What this script checks

It tests the two comparisons that matter:

  1. Per-sequence hidden states

    • padded path vs packed path
    • aligned correctly for left padding
  2. Final pooled embeddings

    • takes the last valid token for each sequence
    • L2-normalizes
    • reports cosine similarity and absolute differences

How to read the output

For the BF16 + FlashAttention2 block, the usual healthy pattern is:

  • max_abs on hidden states is not zero
  • allclose=True often holds with atol=1e-2, rtol=1e-2
  • pooled embedding cosine is very close to 1.0

For the FP32 + eager block, differences should usually be smaller.
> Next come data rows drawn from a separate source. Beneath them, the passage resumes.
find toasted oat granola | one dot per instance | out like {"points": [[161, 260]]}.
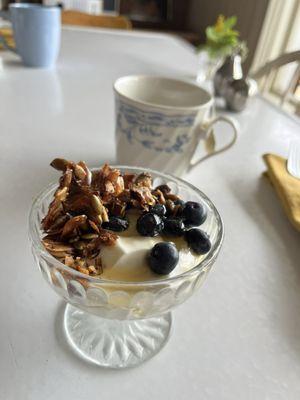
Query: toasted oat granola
{"points": [[84, 200]]}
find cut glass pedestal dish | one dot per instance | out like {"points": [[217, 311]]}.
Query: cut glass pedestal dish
{"points": [[120, 324]]}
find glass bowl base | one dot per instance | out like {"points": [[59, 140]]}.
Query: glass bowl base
{"points": [[113, 343]]}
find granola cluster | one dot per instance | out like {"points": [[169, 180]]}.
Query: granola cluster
{"points": [[84, 201]]}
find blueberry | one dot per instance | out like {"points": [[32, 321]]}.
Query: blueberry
{"points": [[179, 202], [173, 226], [194, 214], [163, 258], [116, 224], [198, 241], [159, 209], [149, 224]]}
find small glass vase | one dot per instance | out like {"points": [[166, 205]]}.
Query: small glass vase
{"points": [[207, 66]]}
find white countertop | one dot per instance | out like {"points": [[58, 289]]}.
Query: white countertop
{"points": [[239, 336]]}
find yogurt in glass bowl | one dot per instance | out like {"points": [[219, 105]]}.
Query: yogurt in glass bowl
{"points": [[122, 317]]}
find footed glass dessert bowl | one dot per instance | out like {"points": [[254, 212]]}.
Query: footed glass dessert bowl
{"points": [[117, 323]]}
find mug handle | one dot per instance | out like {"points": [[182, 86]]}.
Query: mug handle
{"points": [[207, 128], [6, 15]]}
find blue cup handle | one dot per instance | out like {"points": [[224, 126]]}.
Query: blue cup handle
{"points": [[6, 15]]}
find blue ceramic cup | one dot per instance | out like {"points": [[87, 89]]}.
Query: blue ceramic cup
{"points": [[36, 32]]}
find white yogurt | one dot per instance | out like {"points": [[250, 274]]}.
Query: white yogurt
{"points": [[127, 259]]}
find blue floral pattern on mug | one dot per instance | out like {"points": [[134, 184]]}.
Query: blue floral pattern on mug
{"points": [[152, 129]]}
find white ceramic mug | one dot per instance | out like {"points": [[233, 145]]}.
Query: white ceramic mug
{"points": [[160, 121]]}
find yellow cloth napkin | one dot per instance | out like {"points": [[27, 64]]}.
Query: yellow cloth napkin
{"points": [[286, 186], [7, 33]]}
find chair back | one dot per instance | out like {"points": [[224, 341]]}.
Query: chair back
{"points": [[70, 17]]}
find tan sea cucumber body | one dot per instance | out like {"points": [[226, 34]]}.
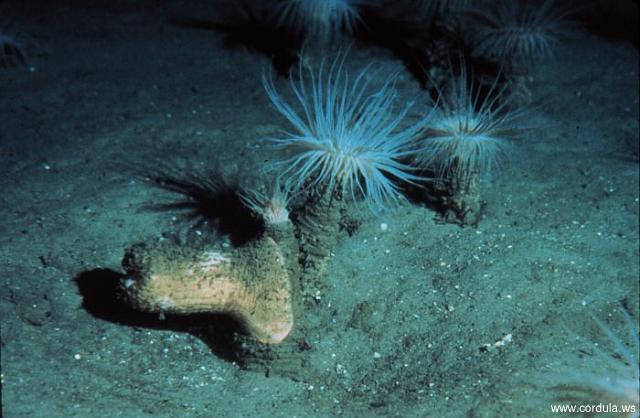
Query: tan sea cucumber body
{"points": [[250, 283]]}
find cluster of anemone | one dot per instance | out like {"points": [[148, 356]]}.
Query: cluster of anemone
{"points": [[321, 21], [469, 128], [519, 33], [346, 138]]}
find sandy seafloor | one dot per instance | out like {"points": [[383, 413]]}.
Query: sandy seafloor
{"points": [[119, 92]]}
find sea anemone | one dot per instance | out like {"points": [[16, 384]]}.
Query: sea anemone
{"points": [[519, 33], [469, 128], [346, 138], [271, 202], [609, 373], [320, 20]]}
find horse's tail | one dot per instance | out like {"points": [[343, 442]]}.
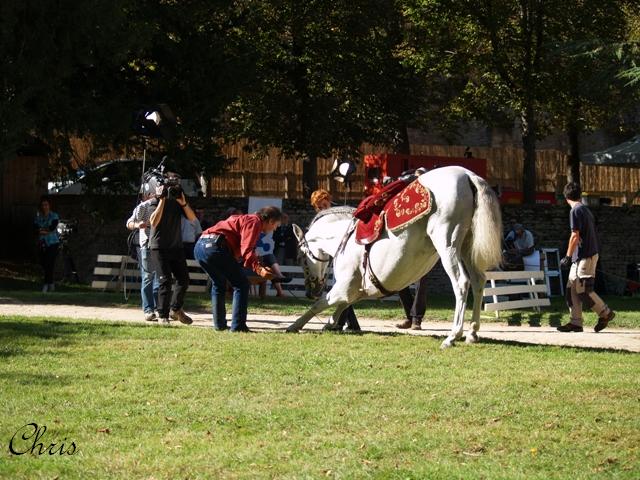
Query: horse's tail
{"points": [[486, 226]]}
If FP32/eager matches closely but BF16/FA2 shows only slight drift, that points to expected numeric behavior rather than a packing bug.

Two small but important fixes compared with your original snippet

  • It uses the same truncation settings in both paths.
  • It compares the correct slices for each sequence instead of eyeballing full tensors.